Weekly data published by the NHS on Wednesday also showed that, as of 19 December, almost 5,000 patients who were in hospital last week had been awaiting discharge for more than three weeks. This is out of 15,718 patients in hospital beds who no longer need to be there.

NHS England has asked all trusts to prepare to use hotels and care homes as hospital wards and make provisions to treat 15 per cent of Covid patients at home in “virtual wards”.

Patricia Marquis, the Royal College of Nursing’s England director, told The Independent in a statement: “There’s no doubt that if the worse-case scenarios being mooted materialise, the impact on the NHS would be catastrophic.

“The nursing workforce is already short-staffed and exhausted, both mentally and physically, so the soaring absence rates must fill everybody on the frontline, and the public, with real concern.

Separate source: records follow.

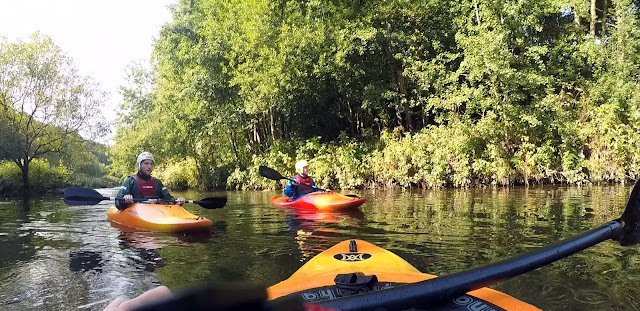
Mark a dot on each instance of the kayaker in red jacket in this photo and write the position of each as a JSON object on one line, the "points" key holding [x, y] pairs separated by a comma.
{"points": [[143, 186], [302, 183]]}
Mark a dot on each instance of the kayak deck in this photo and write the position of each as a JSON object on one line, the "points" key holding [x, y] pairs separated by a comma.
{"points": [[158, 217], [316, 280], [320, 201]]}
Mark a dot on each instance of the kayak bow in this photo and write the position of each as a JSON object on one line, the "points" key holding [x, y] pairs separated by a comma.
{"points": [[320, 200], [355, 266], [158, 217]]}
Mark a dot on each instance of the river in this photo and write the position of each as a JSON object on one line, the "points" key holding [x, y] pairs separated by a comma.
{"points": [[59, 257]]}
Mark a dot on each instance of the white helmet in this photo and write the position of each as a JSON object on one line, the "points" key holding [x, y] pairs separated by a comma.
{"points": [[300, 165], [143, 156]]}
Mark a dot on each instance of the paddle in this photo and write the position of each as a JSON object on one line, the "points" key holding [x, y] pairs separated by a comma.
{"points": [[272, 174], [430, 292], [86, 196]]}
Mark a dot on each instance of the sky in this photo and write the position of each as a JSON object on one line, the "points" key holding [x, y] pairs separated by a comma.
{"points": [[103, 37]]}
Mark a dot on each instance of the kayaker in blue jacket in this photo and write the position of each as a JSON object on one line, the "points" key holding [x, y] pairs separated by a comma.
{"points": [[143, 186], [302, 183]]}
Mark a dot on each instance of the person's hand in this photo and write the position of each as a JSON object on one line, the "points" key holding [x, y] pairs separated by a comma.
{"points": [[150, 296], [128, 199]]}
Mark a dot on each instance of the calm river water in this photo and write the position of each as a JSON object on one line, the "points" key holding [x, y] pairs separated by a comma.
{"points": [[59, 257]]}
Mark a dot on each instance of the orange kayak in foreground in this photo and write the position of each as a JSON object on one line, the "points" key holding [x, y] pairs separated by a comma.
{"points": [[319, 200], [321, 278], [158, 217]]}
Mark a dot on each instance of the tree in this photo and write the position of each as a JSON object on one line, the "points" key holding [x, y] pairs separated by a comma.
{"points": [[44, 104]]}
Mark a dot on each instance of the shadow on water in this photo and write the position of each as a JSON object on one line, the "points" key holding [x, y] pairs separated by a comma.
{"points": [[57, 257]]}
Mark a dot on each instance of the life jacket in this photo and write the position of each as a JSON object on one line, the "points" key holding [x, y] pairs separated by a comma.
{"points": [[146, 187], [305, 184]]}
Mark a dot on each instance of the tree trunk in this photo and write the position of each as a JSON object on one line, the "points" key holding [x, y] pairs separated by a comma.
{"points": [[604, 19], [234, 146], [594, 16], [25, 175]]}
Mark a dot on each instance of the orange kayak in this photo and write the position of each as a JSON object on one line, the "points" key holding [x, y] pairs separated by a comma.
{"points": [[321, 278], [158, 217], [319, 200]]}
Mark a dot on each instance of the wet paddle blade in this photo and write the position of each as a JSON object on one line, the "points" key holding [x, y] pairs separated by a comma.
{"points": [[212, 203], [631, 219], [82, 196], [270, 173]]}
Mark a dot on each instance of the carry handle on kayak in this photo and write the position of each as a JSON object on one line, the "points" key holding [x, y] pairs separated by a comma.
{"points": [[272, 174], [87, 196], [625, 230]]}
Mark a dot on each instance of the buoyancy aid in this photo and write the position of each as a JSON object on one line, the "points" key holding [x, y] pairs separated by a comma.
{"points": [[146, 187], [305, 183]]}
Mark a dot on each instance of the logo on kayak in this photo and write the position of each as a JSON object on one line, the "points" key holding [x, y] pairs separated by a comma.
{"points": [[473, 303], [352, 256]]}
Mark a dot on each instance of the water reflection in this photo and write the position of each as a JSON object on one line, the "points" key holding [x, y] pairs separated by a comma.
{"points": [[57, 257]]}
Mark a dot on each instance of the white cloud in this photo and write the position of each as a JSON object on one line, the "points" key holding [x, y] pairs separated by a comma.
{"points": [[103, 37]]}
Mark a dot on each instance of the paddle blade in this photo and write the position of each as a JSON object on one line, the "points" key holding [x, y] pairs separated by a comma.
{"points": [[82, 196], [270, 173], [631, 219], [212, 203]]}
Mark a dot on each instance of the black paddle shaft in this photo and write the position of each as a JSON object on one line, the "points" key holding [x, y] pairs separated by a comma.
{"points": [[626, 230], [87, 196], [434, 291]]}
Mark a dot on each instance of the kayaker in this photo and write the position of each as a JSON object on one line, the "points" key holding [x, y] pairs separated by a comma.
{"points": [[302, 183], [143, 186]]}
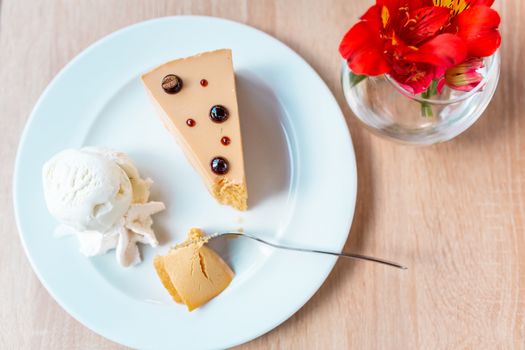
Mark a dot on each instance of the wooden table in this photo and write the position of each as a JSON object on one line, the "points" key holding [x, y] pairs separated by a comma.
{"points": [[454, 213]]}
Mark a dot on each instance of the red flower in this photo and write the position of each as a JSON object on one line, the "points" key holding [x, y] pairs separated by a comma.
{"points": [[416, 41]]}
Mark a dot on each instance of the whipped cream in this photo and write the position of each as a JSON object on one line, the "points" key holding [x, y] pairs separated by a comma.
{"points": [[98, 195]]}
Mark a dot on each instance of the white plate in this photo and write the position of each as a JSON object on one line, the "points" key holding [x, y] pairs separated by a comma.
{"points": [[301, 180]]}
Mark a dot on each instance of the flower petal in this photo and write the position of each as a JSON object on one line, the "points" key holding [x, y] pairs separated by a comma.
{"points": [[478, 26], [363, 49], [482, 3], [444, 51], [424, 23]]}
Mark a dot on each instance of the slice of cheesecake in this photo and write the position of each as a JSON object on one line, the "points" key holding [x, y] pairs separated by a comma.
{"points": [[191, 272], [197, 103]]}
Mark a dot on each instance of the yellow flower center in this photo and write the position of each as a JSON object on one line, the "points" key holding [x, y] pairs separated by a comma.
{"points": [[457, 6]]}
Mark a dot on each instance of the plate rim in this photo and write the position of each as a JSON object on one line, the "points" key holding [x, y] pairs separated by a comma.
{"points": [[93, 46]]}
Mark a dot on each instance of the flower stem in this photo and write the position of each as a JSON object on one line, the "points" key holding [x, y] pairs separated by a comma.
{"points": [[426, 108]]}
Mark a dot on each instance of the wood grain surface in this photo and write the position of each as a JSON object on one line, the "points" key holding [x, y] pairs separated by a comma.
{"points": [[454, 213]]}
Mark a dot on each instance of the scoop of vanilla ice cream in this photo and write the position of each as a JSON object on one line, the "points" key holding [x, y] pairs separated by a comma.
{"points": [[97, 194], [86, 191], [140, 187]]}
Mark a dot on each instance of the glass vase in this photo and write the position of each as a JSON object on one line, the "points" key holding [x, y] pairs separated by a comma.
{"points": [[391, 111]]}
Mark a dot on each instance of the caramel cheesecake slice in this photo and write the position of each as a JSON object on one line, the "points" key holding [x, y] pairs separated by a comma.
{"points": [[192, 273], [197, 102]]}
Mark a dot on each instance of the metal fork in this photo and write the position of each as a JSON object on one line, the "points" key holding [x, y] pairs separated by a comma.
{"points": [[305, 250]]}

‘A state of emergency’ for the NHS

“The NHS just has to be able to cope with emergency and urgent care in order for the public to feel safe.

“Winter is difficult at the best of times. In the current situation it doesn’t look like there’s an end in sight and that makes the situation sometimes feel even more hopeless than it might actually be.”

Matthew Taylor, chief executive for NHS Confederation, which represents trusts, said: “Right now we are in the position that we have been in for several weeks, which is essentially a state of emergency for the health service, and it’s going to be in that state for some weeks.”

He said with the combined pressure of emergency demand, addressing cancer waiting times, and planned care backlog, the issues in social care, winter and you add in high levels of staff absence all the NHS can do is effectively “crisis manage.”

Professor Stephen Powis, the national medical director of NHS England, said: “The NHS is on a war footing and staff are taking the fight to omicron, by boosting hundreds of thousands of people each day, treating thousands of seriously ill Covid patients and delivering urgent care for other conditions, all while seeing a worrying, high and rising increase in absence due to Covid.”

Military assistance in Scotland

Meanwhile, in Scotland an extra 90 military personnel are being drafted in to support struggling health boards NHS Ayrshire and Arran, NHS Grampian and NHS Lanarkshire.

The personnel will join 221 members of the armed forces who have been supporting the vaccine programme across Scotland, while 114 are driving ambulances in support of the Scottish Ambulance Service.

Scotland’s health secretary Humza Yousaf said: “I’m grateful to military personnel for their efforts at this time, along with all frontline staff in our NHS for the vital role they play in help keeping us safe.”

“At this time it is also particularly important that we continue to take all precautions to prevent transmission.

“So test regularly for the virus, limit socialising in the run-up to Christmas, wear face marks where required and open windows to improve ventilation.”

Military personnel were previously called in to help NHS Lanarkshire and NHS Borders in October due to pressures on the health service.